Monday, July 4, 2016

Apache PDFBox 2

Apache PDFBox 2 was released earlier this year and Apache PDFBox 2.0.1 and Apache PDFBox 2.0.2 have since been released. Apache PDFBox is open source (Apache License Version 2) and Java-based (and so is easy to use with wide variety of programming language including Java, Groovy, Scala, Clojure, Kotlin, and Ceylon). Apache PDFBox can be used by any of these or other JVM-based languages to read, write, and work with PDF documents.
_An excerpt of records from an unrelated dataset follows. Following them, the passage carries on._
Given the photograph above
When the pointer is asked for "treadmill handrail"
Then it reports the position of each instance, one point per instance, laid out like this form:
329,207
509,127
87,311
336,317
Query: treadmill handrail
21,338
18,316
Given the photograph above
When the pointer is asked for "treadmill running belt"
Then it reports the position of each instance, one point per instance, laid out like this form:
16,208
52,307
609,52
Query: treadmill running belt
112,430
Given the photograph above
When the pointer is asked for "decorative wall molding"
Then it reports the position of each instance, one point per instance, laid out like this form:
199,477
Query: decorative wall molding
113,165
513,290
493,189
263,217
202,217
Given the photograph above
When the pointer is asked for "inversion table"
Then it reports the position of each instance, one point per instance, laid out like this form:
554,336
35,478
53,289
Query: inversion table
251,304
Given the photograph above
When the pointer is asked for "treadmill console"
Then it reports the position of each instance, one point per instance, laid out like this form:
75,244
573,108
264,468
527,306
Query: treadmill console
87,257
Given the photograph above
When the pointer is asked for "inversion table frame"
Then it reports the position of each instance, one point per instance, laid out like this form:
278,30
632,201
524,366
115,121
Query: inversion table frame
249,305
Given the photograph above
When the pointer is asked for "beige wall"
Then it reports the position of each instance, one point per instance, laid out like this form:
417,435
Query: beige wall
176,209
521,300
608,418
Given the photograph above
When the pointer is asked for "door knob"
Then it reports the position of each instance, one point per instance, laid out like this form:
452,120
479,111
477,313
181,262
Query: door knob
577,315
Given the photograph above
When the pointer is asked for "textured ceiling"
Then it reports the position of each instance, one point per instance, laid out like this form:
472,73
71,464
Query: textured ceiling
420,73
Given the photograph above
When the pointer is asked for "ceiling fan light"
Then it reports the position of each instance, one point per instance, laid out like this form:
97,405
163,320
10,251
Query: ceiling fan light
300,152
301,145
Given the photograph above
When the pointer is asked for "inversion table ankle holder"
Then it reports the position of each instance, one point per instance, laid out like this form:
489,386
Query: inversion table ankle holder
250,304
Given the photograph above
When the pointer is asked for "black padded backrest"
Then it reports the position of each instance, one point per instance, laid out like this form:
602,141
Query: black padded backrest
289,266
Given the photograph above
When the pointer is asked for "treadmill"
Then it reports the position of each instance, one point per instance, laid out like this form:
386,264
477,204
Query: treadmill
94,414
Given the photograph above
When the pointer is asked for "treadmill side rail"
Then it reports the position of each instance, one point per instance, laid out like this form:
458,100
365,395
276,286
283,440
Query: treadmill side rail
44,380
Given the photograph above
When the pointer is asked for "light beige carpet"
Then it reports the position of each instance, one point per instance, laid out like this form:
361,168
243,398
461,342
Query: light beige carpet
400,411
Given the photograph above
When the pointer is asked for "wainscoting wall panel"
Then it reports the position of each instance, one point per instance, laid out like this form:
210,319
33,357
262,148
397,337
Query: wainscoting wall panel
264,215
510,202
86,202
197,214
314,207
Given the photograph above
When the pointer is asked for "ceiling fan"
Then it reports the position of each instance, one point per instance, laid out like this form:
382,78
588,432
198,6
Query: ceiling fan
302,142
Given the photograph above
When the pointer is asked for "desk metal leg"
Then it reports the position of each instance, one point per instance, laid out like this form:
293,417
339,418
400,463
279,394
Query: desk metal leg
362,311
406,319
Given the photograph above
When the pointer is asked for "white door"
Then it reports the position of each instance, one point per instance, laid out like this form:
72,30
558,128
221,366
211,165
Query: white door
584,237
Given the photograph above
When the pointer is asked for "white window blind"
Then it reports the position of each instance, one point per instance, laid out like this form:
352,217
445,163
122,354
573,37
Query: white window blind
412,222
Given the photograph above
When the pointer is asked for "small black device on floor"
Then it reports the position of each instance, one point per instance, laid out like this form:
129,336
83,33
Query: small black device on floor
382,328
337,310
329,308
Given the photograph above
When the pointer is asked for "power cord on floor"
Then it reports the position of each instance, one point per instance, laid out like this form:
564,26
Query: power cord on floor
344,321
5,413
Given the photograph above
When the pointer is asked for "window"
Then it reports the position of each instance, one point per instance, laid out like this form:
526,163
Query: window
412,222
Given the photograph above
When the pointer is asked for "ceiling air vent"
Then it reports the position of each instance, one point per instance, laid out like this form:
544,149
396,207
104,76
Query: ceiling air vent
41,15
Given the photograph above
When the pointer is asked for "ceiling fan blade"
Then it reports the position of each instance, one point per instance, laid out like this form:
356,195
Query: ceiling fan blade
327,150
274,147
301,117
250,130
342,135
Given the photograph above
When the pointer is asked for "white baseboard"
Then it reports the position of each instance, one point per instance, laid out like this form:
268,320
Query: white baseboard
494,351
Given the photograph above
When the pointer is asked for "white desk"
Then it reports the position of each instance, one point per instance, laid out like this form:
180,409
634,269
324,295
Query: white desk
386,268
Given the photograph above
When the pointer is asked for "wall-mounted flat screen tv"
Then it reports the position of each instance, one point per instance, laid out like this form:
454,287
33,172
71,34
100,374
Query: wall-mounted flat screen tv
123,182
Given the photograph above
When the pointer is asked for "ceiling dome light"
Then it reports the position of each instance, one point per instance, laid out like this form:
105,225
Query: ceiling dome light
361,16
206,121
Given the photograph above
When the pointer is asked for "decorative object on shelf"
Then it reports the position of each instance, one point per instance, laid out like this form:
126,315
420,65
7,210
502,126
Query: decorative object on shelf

Apache PDFBox 2 introduces numerous bug fixes in addition to completed tasks and some new features. Apache PDFBox 2 now requires Java SE 6 (J2SE 5 was minimum for Apache PDFBox 1.x). There is a migration guide, Migration to PDFBox 2.0.0, that details many differences between PDFBox 1.8 and PDFBox 2.0, including updated dependencies (Bouncy Castle 1.53 and Apache Commons Logging 1.2) and "breaking changes to the library" in PDFBox 2.
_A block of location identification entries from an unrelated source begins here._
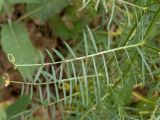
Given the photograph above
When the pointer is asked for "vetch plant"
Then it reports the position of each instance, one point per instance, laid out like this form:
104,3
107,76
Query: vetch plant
104,73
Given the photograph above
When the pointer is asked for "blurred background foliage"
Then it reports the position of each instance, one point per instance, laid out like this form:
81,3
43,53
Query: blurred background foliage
79,59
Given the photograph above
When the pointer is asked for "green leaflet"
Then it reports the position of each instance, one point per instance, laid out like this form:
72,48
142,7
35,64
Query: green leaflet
46,9
15,41
3,115
1,4
18,107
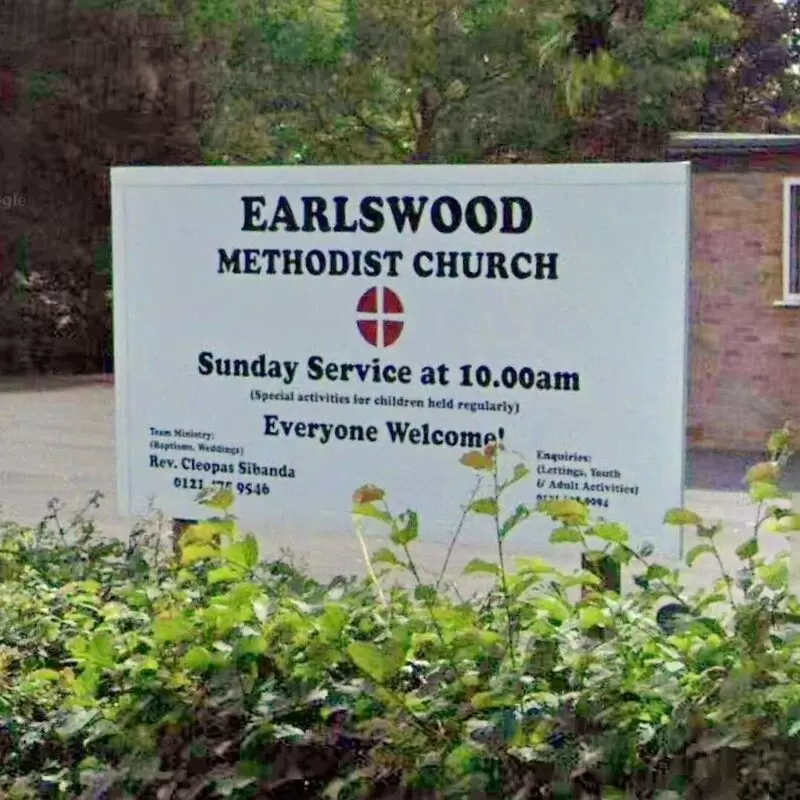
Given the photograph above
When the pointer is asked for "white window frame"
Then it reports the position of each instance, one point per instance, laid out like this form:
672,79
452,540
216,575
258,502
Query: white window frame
791,242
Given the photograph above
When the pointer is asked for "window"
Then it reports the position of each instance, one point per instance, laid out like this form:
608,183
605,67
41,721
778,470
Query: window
791,241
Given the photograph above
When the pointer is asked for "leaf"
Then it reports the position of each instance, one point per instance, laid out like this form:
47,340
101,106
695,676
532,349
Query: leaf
386,556
425,593
521,471
478,461
610,532
77,722
760,491
485,505
101,651
44,675
198,552
696,552
775,575
682,516
198,659
368,493
592,617
786,523
405,535
553,608
748,549
368,510
377,664
221,500
333,622
520,514
480,567
764,472
566,536
533,564
243,554
201,533
224,575
170,630
657,572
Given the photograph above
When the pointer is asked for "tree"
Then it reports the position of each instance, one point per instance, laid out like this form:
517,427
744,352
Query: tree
93,88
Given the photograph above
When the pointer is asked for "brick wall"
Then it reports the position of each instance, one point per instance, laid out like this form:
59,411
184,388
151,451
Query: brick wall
745,353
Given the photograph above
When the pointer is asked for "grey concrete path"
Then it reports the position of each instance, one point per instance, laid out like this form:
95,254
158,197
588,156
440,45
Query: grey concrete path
57,440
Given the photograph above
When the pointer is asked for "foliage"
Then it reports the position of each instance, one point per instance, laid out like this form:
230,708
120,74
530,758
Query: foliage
345,81
130,671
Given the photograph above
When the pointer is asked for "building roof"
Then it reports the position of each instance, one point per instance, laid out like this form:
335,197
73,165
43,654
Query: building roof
688,144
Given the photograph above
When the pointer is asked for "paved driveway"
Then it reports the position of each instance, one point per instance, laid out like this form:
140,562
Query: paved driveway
57,440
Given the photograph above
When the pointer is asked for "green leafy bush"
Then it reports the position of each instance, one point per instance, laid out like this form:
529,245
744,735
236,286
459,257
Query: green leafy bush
127,670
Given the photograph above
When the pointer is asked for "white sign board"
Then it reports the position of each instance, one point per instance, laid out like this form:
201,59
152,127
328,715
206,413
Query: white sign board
296,332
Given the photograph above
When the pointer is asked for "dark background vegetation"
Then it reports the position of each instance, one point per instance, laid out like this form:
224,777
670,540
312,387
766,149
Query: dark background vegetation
110,82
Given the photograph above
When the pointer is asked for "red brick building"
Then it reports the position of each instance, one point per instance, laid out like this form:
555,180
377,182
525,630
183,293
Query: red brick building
745,287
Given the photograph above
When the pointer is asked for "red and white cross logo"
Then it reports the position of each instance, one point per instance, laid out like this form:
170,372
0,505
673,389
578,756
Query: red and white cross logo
380,313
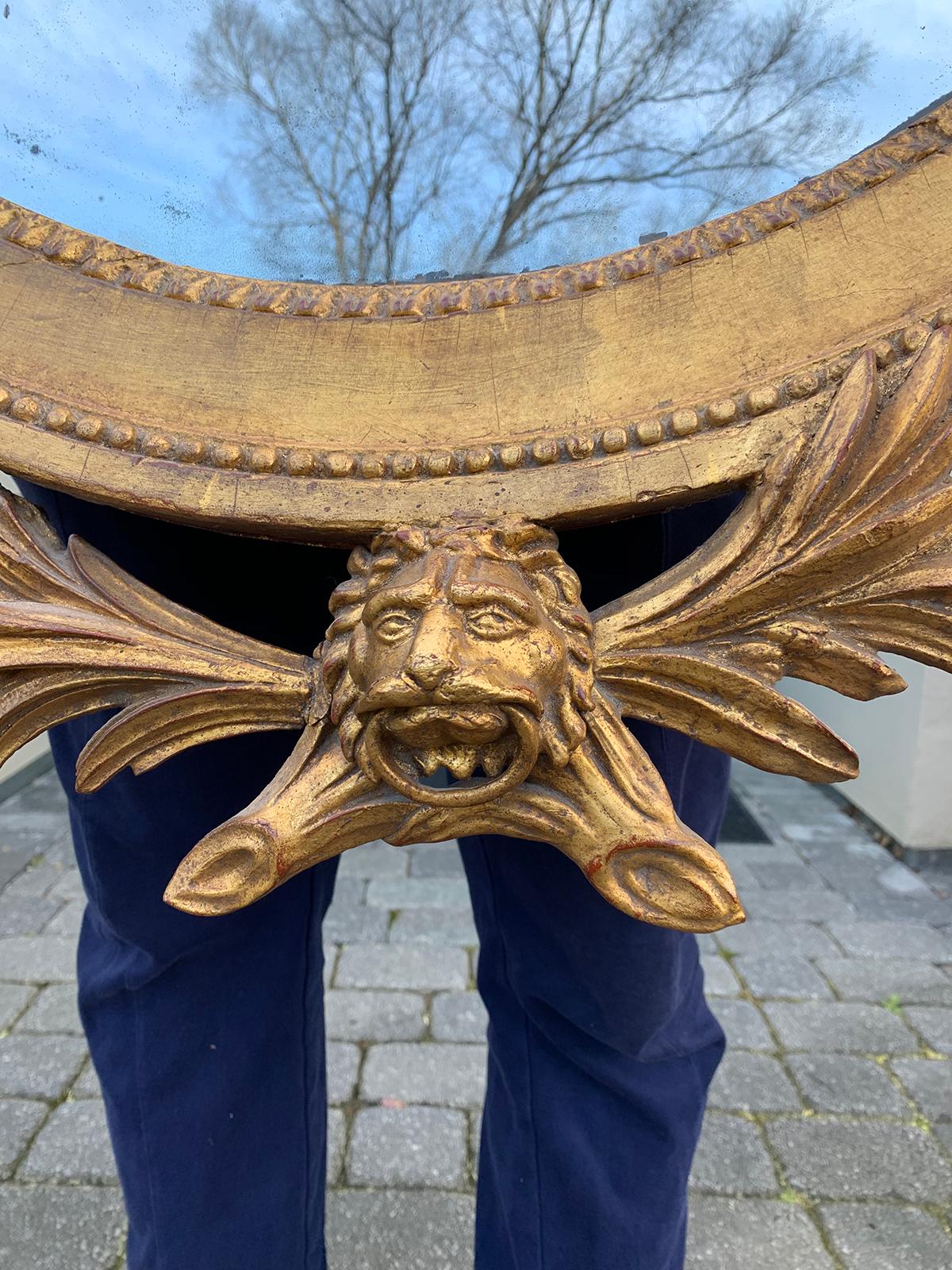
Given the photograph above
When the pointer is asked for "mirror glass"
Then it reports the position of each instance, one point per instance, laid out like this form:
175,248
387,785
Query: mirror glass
363,140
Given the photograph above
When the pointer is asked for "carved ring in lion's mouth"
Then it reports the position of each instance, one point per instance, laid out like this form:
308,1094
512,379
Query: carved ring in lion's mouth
401,746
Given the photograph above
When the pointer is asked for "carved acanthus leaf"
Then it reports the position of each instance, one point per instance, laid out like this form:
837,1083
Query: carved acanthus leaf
78,635
607,810
842,552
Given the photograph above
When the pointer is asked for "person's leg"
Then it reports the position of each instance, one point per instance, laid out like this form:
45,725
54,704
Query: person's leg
207,1034
601,1045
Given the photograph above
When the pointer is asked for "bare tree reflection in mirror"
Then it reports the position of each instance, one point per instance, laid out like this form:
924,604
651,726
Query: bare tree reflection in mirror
374,133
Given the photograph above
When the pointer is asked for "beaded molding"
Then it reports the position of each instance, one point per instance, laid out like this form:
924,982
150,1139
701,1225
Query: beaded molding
44,413
121,267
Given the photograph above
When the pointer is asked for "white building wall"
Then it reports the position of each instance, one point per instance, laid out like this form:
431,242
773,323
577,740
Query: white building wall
905,752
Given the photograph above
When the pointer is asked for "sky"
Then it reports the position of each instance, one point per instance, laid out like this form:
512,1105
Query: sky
101,125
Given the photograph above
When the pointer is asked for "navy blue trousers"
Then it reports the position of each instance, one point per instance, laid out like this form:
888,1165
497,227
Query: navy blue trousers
209,1033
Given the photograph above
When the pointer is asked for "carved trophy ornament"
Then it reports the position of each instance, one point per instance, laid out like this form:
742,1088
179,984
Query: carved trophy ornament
463,686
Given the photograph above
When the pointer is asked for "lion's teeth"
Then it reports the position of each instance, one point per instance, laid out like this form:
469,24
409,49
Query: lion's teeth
460,760
494,759
428,761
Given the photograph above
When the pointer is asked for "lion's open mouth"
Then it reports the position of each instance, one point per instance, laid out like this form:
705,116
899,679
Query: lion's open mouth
486,749
463,740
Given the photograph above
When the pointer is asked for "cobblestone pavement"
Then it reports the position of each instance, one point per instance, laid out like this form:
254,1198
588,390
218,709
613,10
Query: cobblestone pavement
828,1142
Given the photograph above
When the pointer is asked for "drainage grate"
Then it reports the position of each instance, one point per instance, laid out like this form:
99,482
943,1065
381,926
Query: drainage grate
739,825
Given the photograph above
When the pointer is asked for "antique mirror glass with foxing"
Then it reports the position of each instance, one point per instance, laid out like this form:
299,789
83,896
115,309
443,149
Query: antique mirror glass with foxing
793,346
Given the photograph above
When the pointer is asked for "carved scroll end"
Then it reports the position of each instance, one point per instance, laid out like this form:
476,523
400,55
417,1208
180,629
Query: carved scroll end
682,884
228,869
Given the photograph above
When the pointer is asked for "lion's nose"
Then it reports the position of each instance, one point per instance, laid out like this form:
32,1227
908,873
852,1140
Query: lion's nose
428,671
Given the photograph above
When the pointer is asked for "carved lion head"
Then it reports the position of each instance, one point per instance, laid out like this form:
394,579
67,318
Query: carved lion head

PDFBox can be used to create PDFs. The next code listing is adapted from the Apache PDFBox 1.8 example "Create a blank PDF" in the Document Creation "Cookbook" examples. The referenced example explicitly closes the instantiated PDDocument and probably does so for benefit of those using a version of Java before JDK 7. For users of Java 7, however, try-with-resources is a better option for ensuring that the PDDocument instance is closed and it is supported because PDDocument implements AutoCloseable.

Creating (Empty) PDF
/**
 * Demonstrate creation of an empty PDF.
 */
private void createEmptyDocument()
{
   try (final PDDocument document = new PDDocument())
   {
      final PDPage emptyPage = new PDPage();
      document.addPage(emptyPage);
      document.save("EmptyPage.pdf");
   }
   catch (IOException ioEx)
   {
      err.println(
         "Exception while trying to create blank document - " + ioEx);
   }
}

The next code listing is adapted from the Apache PDFBox 1.8 example "Hello World using a PDF base font" in the Document Creation "Cookbook" examples. The most significant change in this listing from that 1.8 Cookbook example is the replacement of deprecated methods PDPageContentStream.moveTextPositionByAmount(float, float) and PDPageContentStream.drawString(String) with PDPageContentStream.newLineAtOffset(float, float) and PDPageContentStream.showText(String) respectively.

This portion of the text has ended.